What Is Post-Quantum Cryptography? Understanding Its Nature and Historical Background
Post-Quantum Cryptography (PQC) is a class of cryptographic algorithms specifically designed to resist attacks from quantum computers. The core difference from traditional encryption is that PQC's security is based on mathematical problems that are hard for both classical and quantum computers to solve.
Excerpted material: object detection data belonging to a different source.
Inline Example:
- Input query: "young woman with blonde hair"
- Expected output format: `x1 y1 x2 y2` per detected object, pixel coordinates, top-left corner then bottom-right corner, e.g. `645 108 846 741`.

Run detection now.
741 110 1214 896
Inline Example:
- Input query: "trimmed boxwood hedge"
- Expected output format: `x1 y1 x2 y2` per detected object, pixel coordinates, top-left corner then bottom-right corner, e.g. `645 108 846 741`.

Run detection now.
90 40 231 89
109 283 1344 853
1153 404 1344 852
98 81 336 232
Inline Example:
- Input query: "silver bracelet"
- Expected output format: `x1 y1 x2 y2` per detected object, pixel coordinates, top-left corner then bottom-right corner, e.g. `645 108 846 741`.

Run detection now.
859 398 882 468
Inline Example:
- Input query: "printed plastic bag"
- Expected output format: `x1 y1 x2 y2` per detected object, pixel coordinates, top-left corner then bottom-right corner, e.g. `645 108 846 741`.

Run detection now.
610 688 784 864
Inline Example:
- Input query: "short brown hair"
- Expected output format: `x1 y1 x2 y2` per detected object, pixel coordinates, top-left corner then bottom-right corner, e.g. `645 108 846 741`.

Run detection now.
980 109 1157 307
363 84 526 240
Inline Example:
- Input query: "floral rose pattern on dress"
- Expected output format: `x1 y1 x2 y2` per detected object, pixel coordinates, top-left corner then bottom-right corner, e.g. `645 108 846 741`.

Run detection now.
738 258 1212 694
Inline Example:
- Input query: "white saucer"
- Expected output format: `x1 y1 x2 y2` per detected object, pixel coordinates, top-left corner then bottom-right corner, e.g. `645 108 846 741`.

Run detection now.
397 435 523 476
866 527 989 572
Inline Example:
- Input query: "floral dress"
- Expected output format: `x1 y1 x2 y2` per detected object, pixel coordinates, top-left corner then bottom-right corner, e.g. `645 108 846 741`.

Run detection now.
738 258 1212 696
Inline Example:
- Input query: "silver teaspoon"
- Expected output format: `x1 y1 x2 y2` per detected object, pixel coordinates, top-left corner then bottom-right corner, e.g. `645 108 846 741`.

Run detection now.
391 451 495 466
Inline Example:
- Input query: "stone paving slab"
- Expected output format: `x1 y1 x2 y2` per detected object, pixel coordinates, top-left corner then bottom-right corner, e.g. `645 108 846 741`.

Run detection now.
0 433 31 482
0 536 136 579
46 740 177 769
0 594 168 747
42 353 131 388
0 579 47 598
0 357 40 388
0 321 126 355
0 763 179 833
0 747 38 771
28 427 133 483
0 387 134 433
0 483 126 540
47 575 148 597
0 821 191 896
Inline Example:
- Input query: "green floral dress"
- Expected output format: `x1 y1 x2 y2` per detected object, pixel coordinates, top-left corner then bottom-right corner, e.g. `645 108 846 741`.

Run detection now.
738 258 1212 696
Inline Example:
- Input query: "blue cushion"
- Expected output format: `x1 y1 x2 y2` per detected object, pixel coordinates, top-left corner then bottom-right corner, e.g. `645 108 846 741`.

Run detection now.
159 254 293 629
Traditional asymmetric cryptography relies on three families of mathematical problems: integer factorization (RSA), discrete logarithm (DSA, ElGamal), and elliptic curve discrete logarithm (ECDSA, ECDH). These problems require exponential time on classical computers but can be solved in polynomial time on a quantum computer using Shor's algorithm.
Post-Quantum Cryptography, by contrast, is primarily built on lattice-based cryptography, whose security relies on the Shortest Vector Problem (SVP), Closest Vector Problem (CVP), and Learning With Errors (LWE / Module-LWE). Neither known classical nor quantum algorithms can solve these problems in reasonable time, making lattices the most promising foundation for the post-quantum era.
The NIST PQC standardization timeline is worth noting:
- 2016: NIST issued an open call for post-quantum cryptographic algorithms, launching the standardization process.
- 2017–2018: First round candidates announced — 69 submissions covering public-key encryption, digital signatures, and key exchange, including Kyber, Dilithium, NTRU, Saber, and others.
- 2019: Second round — 26 candidates remained after initial evaluation.
- 2020: Third round — 7 algorithms advanced to the finalist stage.
- 2024: NIST formally published FIPS 203 (ML-KEM / Kyber), FIPS 204 (ML-DSA / Dilithium), and FIPS 205 (SLH-DSA / SPHINCS+).
- 2025 and beyond: Major protocol stacks (TLS 1.3, IPsec, SSH, X.509, OpenSSL, liboqs) are gradually introducing PQC support, while enterprises and government agencies begin quantum-resistant migration.
Beyond lattices, NIST also evaluated hash-based signatures (e.g. SPHINCS+), multivariate quadratic schemes, code-based cryptography, and isogeny-based schemes (e.g. SIKE, later withdrawn). Lattice-based schemes offer the best balance of performance, security, and key sizes, making them the clear winners of this standardization round.
Our online PQC tool currently supports both ML-KEM and ML-DSA, giving developers a hands-on experience of post-quantum key encapsulation and digital signatures.
How Quantum Computing Threatens RSA, ECDSA, and Diffie-Hellman
To understand why post-quantum cryptography matters, we first need to understand how quantum computers threaten traditional cryptography. The foundation of classical cryptography is "certain mathematical problems are hard to solve efficiently on classical computers." Quantum computers break this assumption through fundamentally different computational methods.
Shor's algorithm is the central threat. In 1994, mathematician Peter Shor proved that quantum computers can solve both integer factorization and discrete logarithm in polynomial time — the very problems RSA, ECDSA, and Diffie-Hellman depend on. Critically, Shor's algorithm is not merely theoretical: its quantum resource requirements are within reach of emerging machines.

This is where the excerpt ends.